Here are just a few examples.
THE PENTAGON NEEDS TO STAY OUT OF POLITICSJust this month, a high-ranking officer in the U.S. Space Force used her speech at a “pride” event at the Pentagon to rail against legislation being passed in different states that ban teaching sexualized materials to young children and the mutilation or castration of minors. Lt. Gen. DeAnna Burt referred to these laws as “anti-LGBTQ+” and criticized them as the denial of “critical healthcare” to families. These commonsense laws worry Burt so much that she said she bases personnel decisions partly on them. She suffered no adverse impact for this clear foray into the nation’s political debate.
In May, President Joe Biden replaced one of the most woke heads of the Joint Chiefs of Staff ever, Army Gen. Mark A. Milley, with an Air Force general, Charles Q. Brown, that makes Milley look sedate. Milley is still famous for claiming at a 2021 hearing that he wanted to understand “white rage,” as he defended assigning readings from Ibram X. Kendi to Navy cadets. (The Navy later quietly dropped the readings.) When he was chief of staff of the Air Force, Brown signed a document calling for “aspirational” racial quotas that would cap the number of white officers at 67%. In the middle of 2020, Brown released a video about the racial violence then shaking the country that made clear he had taken the Marxist-inspired uprising as proof of racial despair in America.

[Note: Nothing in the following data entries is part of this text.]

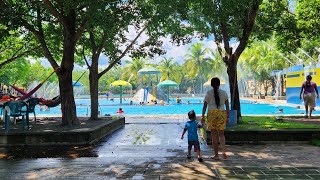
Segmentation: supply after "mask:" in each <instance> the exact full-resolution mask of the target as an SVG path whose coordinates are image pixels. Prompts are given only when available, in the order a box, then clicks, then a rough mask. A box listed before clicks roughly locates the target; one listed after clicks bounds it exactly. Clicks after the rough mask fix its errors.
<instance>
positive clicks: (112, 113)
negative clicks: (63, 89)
mask: <svg viewBox="0 0 320 180" xmlns="http://www.w3.org/2000/svg"><path fill="white" fill-rule="evenodd" d="M187 101H189V102H190V104H185V103H186V102H187ZM201 101H203V98H183V99H182V102H183V104H175V103H173V104H172V105H165V106H160V105H156V106H148V105H144V106H139V105H129V101H123V102H124V103H123V104H122V105H120V104H119V99H115V101H114V102H112V101H110V100H107V99H100V100H99V104H100V105H99V111H100V112H101V115H105V114H110V115H115V114H116V112H117V110H118V109H119V107H121V108H122V109H123V110H124V112H125V114H129V115H141V114H146V115H160V114H164V115H165V114H187V113H188V111H190V110H192V109H193V110H195V112H196V113H197V114H198V115H200V114H201V113H202V106H203V104H202V102H201ZM170 102H173V101H170ZM76 105H77V115H78V116H87V115H90V99H76ZM279 109H283V112H282V113H281V112H279ZM304 112H305V110H304V107H303V106H301V109H297V108H296V107H295V106H285V105H277V104H265V103H259V104H255V103H252V101H248V100H241V114H242V115H299V114H303V113H304ZM36 114H43V115H45V114H50V115H59V114H61V111H60V106H58V107H55V108H50V110H49V111H46V110H42V111H41V110H40V107H39V106H37V107H36ZM314 114H320V111H315V112H314Z"/></svg>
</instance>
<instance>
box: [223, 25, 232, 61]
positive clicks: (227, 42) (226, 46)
mask: <svg viewBox="0 0 320 180" xmlns="http://www.w3.org/2000/svg"><path fill="white" fill-rule="evenodd" d="M221 34H222V39H223V43H224V49H225V51H226V53H227V54H228V55H229V52H230V45H229V36H228V32H227V25H226V23H225V22H221Z"/></svg>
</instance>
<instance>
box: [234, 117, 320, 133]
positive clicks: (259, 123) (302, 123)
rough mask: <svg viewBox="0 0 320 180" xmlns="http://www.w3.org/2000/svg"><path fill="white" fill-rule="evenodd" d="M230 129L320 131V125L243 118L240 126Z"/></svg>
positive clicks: (242, 117)
mask: <svg viewBox="0 0 320 180" xmlns="http://www.w3.org/2000/svg"><path fill="white" fill-rule="evenodd" d="M228 129H235V130H237V129H239V130H240V129H241V130H245V129H251V130H254V129H258V130H259V129H261V130H262V129H269V130H277V129H320V126H319V125H311V124H305V123H301V122H293V121H287V120H283V121H277V120H276V117H267V116H242V121H241V122H240V123H239V124H238V126H237V127H233V128H228Z"/></svg>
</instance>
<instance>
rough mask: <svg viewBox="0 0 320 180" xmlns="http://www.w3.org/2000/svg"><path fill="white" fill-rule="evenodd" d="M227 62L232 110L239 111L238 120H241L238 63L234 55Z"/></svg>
mask: <svg viewBox="0 0 320 180" xmlns="http://www.w3.org/2000/svg"><path fill="white" fill-rule="evenodd" d="M225 62H227V67H228V68H227V73H228V75H229V85H230V95H231V110H237V117H238V118H237V119H238V121H239V120H240V117H241V109H240V97H239V88H238V80H237V62H238V59H236V58H235V57H234V56H233V55H231V56H230V58H228V59H226V61H225Z"/></svg>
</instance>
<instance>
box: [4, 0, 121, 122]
mask: <svg viewBox="0 0 320 180" xmlns="http://www.w3.org/2000/svg"><path fill="white" fill-rule="evenodd" d="M117 2H118V1H116V2H113V3H117ZM0 3H1V11H0V12H1V14H0V17H1V19H0V22H1V24H4V25H5V26H6V27H7V29H6V30H7V31H9V30H17V31H19V32H20V34H21V35H22V34H23V35H25V34H30V36H31V35H32V36H34V37H35V39H36V40H37V42H38V44H39V45H40V46H41V49H42V53H43V56H45V57H46V58H47V59H48V61H49V62H50V64H51V66H52V68H53V69H55V70H56V69H58V68H59V70H57V71H56V73H57V75H58V79H59V89H60V97H61V110H62V124H63V125H72V124H79V120H78V118H77V115H76V106H75V101H74V94H73V86H72V70H73V67H74V62H75V50H76V45H77V42H78V41H79V39H80V37H81V36H82V35H83V32H84V31H85V29H86V26H87V25H88V22H94V21H97V18H100V17H101V14H99V12H101V11H99V10H100V9H104V8H102V7H108V5H109V3H108V2H104V1H95V2H94V3H92V2H91V1H71V0H66V1H54V2H52V1H50V0H44V1H27V2H25V1H20V0H19V1H1V2H0ZM20 27H23V28H20ZM60 61H61V63H60V65H59V64H58V62H60Z"/></svg>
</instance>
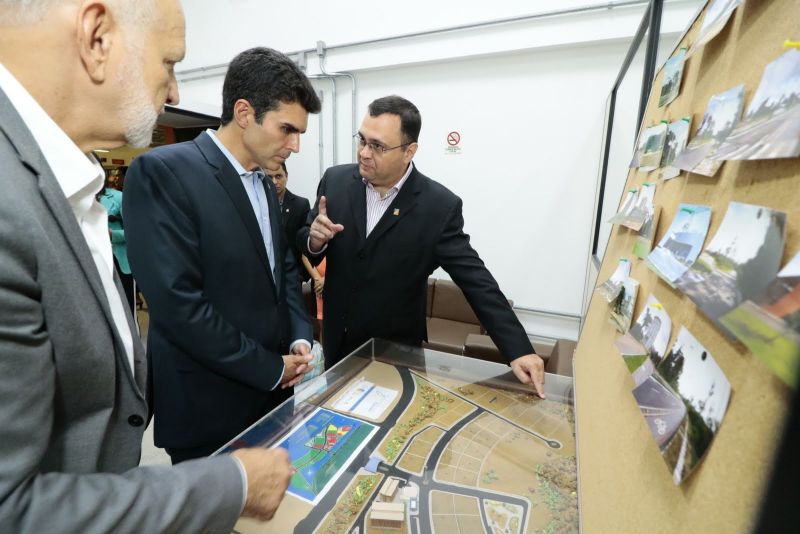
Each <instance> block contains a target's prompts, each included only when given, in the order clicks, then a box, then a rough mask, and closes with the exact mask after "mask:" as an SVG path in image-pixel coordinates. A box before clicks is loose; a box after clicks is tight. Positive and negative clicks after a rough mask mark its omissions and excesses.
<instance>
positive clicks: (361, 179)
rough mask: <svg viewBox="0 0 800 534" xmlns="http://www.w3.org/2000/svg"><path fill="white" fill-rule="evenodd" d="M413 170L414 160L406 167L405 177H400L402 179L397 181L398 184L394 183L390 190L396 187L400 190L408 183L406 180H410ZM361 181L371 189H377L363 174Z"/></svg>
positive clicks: (361, 178)
mask: <svg viewBox="0 0 800 534" xmlns="http://www.w3.org/2000/svg"><path fill="white" fill-rule="evenodd" d="M412 170H414V162H413V161H412V162H411V163H409V164H408V168H407V169H406V172H405V174H403V177H402V178H400V181H399V182H397V183H396V184H394V185H393V186H392V187H391V189H389V191H391V190H392V189H394V190H395V191H400V188H401V187H403V184H404V183H406V180H408V177H409V176H411V171H412ZM361 181H362V182H364V185H366V186H367V187H368V188H369V189H372V190H373V191H375V188H374V187H373V186H372V184H371V183H369V182H368V181H366V180H365V179H364V177H363V176H362V177H361Z"/></svg>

The Navy, desperate to recruit more sailors, used an active-duty drag queen (transgender personnel have been allowed to serve openly in the military since Biden’s first year in office) to boost recruitment among transgender people. Joshua Kelley, who performs as “Harpy Daniels,” identifies as “nonbinary” and demands that he be addressed as “they,” participated in the Navy’s Digital Ambassador Program until three months ago.
At a March 23 hearing of the House Armed Services Committee’s Military Personnel Subcommittee, Rep. Jim Banks (R-IN) repeatedly asked Gil Cisneros, Jr., undersecretary of defense for personnel and readiness, if he could commit to not using race as a factor when hiring or promoting. “Will you personally commit to opposing any effort to promote or recruit service members based on their race or gender? Can you commit to that, at least commit to that personally today?” Banks asked.

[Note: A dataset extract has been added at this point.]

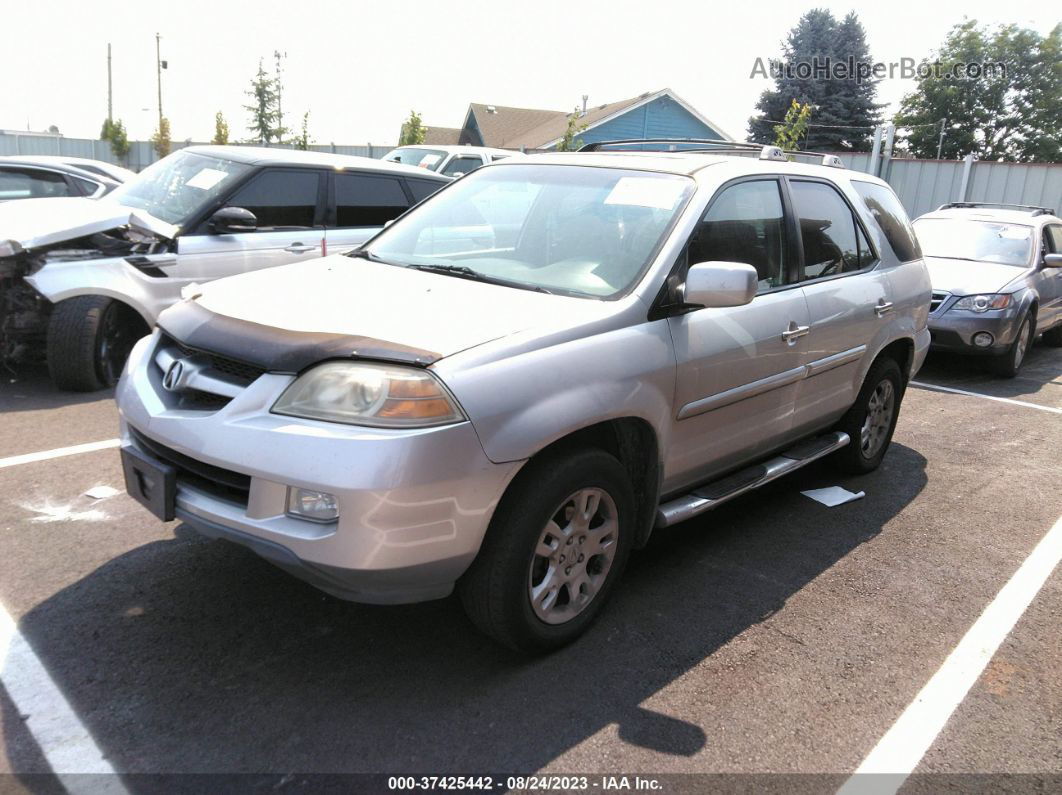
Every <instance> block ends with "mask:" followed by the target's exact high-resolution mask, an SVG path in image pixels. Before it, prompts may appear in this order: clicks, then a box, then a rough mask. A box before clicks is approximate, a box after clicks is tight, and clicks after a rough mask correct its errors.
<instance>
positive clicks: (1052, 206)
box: [0, 131, 1062, 218]
mask: <svg viewBox="0 0 1062 795" xmlns="http://www.w3.org/2000/svg"><path fill="white" fill-rule="evenodd" d="M193 143H194V142H193V141H183V142H174V144H173V148H174V149H181V148H182V146H187V145H192V144H193ZM310 149H312V150H314V151H315V152H332V153H335V154H340V155H358V156H360V157H382V156H383V155H384V154H386V153H387V152H389V151H390V150H391V149H392V146H390V145H386V146H376V145H373V144H365V145H364V146H347V145H338V144H333V143H331V144H329V143H325V144H320V143H319V144H314V145H312V146H310ZM16 154H21V155H66V156H68V157H91V158H93V159H97V160H106V161H108V162H118V160H117V159H116V158H115V156H114V155H113V154H112V153H110V146H109V144H108V143H107V142H106V141H98V140H92V139H90V138H67V137H66V136H55V135H40V134H31V133H15V132H12V131H7V132H0V155H16ZM840 158H841V159H842V160H843V161H844V165H845V166H847V167H849V168H850V169H854V170H856V171H862V172H870V171H871V170H872V169H871V165H872V163H871V155H870V154H869V153H860V154H845V153H841V154H840ZM155 159H157V158H156V157H155V151H154V150H153V149H152V146H151V142H150V141H131V149H130V155H129V158H127V161H126V162H125V163H124V165H125V166H127V167H129V168H131V169H133V170H134V171H139V170H140V169H142V168H143V167H145V166H148V165H150V163H152V162H154V161H155ZM879 174H880V176H881V177H883V178H884V179H885V180H886V182H888V183H889V184H890V185H891V186H892V187H893V188H894V189H895V191H896V193H897V194H898V195H900V200H901V201H902V202H903V203H904V207H906V208H907V211H908V212H909V213H910V214H911V217H912V218H917V217H918V215H921V214H922V213H923V212H927V211H928V210H931V209H936V208H937V207H939V206H940V205H942V204H944V203H946V202H962V201H964V202H1006V203H1009V204H1029V205H1039V206H1046V207H1052V208H1055V209H1057V210H1062V163H1057V162H1056V163H1016V162H988V161H983V162H978V161H975V160H973V159H972V158H967V159H966V160H911V159H906V158H892V159H885V158H883V159H881V162H880V169H879Z"/></svg>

Cisneros refused. “To solely — to not recruit?” he responded, surprised the question was even asked. “I believe we need a diverse pool. It’s important for us to recruit members that are — that are diverse.”
The Army last year released its first climate strategy paper ever, which promises to cut greenhouse gases in half by 2030 (that is, in less than seven years) and be net-neutral by 2050. “Climate change threatens America’s security and is altering the geostrategic landscape as we know it,” Secretary of the Army Christine Wormuth wrote in the report. “The time to address climate change is now.”

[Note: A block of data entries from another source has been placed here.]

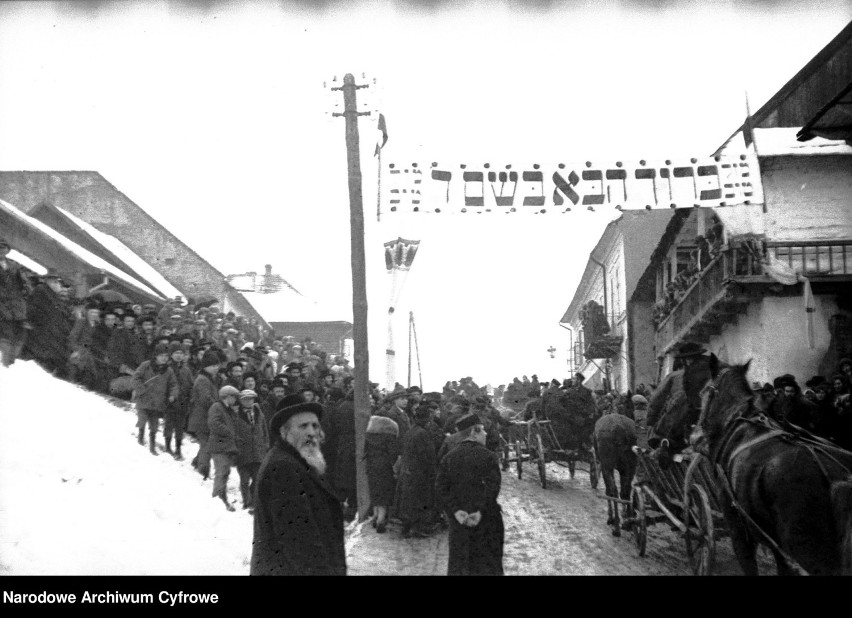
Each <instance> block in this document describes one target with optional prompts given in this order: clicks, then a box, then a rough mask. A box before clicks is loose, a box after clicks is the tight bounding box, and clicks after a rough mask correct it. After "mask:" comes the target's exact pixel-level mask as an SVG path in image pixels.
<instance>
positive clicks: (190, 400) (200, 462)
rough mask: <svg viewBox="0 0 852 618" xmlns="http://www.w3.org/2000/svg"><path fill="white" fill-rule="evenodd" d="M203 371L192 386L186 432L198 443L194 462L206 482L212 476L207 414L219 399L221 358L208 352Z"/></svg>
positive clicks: (196, 378)
mask: <svg viewBox="0 0 852 618" xmlns="http://www.w3.org/2000/svg"><path fill="white" fill-rule="evenodd" d="M199 364H200V366H201V371H199V372H198V375H197V376H196V377H195V382H193V384H192V393H191V394H190V396H189V410H190V412H189V418H188V419H187V426H186V431H187V433H189V434H190V435H192V436H193V437H194V438H195V439H196V440H197V441H198V454H197V455H196V456H195V458H194V459H193V460H192V467H193V468H195V469H196V470H197V471H198V473H199V474H201V476H203V477H204V479H205V480H207V478H209V476H210V451H209V450H208V446H207V445H208V442H209V440H210V429H209V426H208V424H207V412H209V410H210V408H211V406H212V405H213V404H214V403H216V400H217V399H218V398H219V388H220V386H221V384H220V382H219V356H218V355H217V354H216V353H215V352H213V351H212V350H208V351H207V352H205V353H204V355H203V356H202V357H201V361H200V363H199Z"/></svg>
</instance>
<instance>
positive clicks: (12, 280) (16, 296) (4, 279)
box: [0, 238, 30, 367]
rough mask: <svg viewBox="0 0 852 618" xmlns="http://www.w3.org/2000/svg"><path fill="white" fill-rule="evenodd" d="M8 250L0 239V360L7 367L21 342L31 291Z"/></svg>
mask: <svg viewBox="0 0 852 618" xmlns="http://www.w3.org/2000/svg"><path fill="white" fill-rule="evenodd" d="M11 250H12V247H11V246H10V245H9V243H8V242H7V241H6V240H5V239H3V238H0V360H2V361H3V364H4V365H5V366H6V367H8V366H9V365H11V364H12V363H13V362H15V357H16V356H17V355H18V353H19V352H20V348H21V346H22V345H23V342H24V334H25V329H24V324H25V322H26V319H27V301H26V298H27V296H28V295H29V292H30V285H29V282H28V281H27V278H26V277H25V276H24V273H23V271H22V270H21V267H20V266H19V265H18V264H17V263H16V262H13V261H12V260H10V259H8V258H7V257H6V256H7V255H9V252H10V251H11Z"/></svg>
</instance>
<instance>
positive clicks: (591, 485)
mask: <svg viewBox="0 0 852 618" xmlns="http://www.w3.org/2000/svg"><path fill="white" fill-rule="evenodd" d="M589 484H590V485H591V486H592V489H597V488H598V452H597V451H596V450H594V449H592V456H591V458H590V461H589Z"/></svg>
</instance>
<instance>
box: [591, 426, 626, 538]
mask: <svg viewBox="0 0 852 618" xmlns="http://www.w3.org/2000/svg"><path fill="white" fill-rule="evenodd" d="M592 439H593V441H594V445H595V451H597V454H598V460H599V461H600V464H601V476H603V479H604V486H605V487H606V495H607V496H609V497H610V498H618V497H620V498H621V499H622V500H629V499H630V488H631V482H632V481H633V475H634V474H635V473H636V454H635V453H634V452H633V446H634V445H635V444H636V424H635V423H634V422H633V421H632V420H631V419H629V418H627V417H626V416H623V415H621V414H607V415H605V416H602V417H600V418H599V419H598V420H597V422H596V423H595V431H594V437H593V438H592ZM616 470H618V480H619V484H620V486H621V488H620V489H621V491H618V490H616V487H615V471H616ZM606 509H607V520H606V523H607V525H608V526H612V535H613V536H621V522H620V520H619V515H618V503H616V502H613V501H611V500H607V503H606ZM626 510H627V509H626V508H625V511H626Z"/></svg>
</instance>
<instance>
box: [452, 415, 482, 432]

All this head-scratching behavior is happening in one of the greatest periods of military peril in many decades.
A shooting war between Russia and democratic Ukraine is well into its second year, with no sign of abatement and, if anything, constantly upping a dangerous geostrategic ante. Meanwhile, at the other end of the planet, China is flexing its muscle over the democratic, free island of Taiwan, which Beijing cannot abide any more than Russia can abide Ukraine.
In May, a Chinese fighter jet buzzed a U.S. Air Force jet in international waters in the South China Sea. A few days later, a Chinese warship almost collided with a U.S. Navy destroyer.
And all this is happening as the military continues to miss recruitment deadlines — fewer and fewer are enlisting, whether nonbinary, transgender, or heterosexual. One of my colleagues recently noted that the Army missed its 2022 recruitment goal by 25% in 2022 and will do so again this year. “Ditto the Air Force and Navy,” wrote Gen. Tom Spoehr.
All of this together suggests that the Army, the Navy, the Air Force, the Marines, and the Space Force have bigger problems than racial proportionalism, sexual exploration, or the search for carbon neutrality. None of these are problems that more TikTok videos by Harpy Daniels will address.
Republicans in Congress are right to be concerned . Why aren’t others?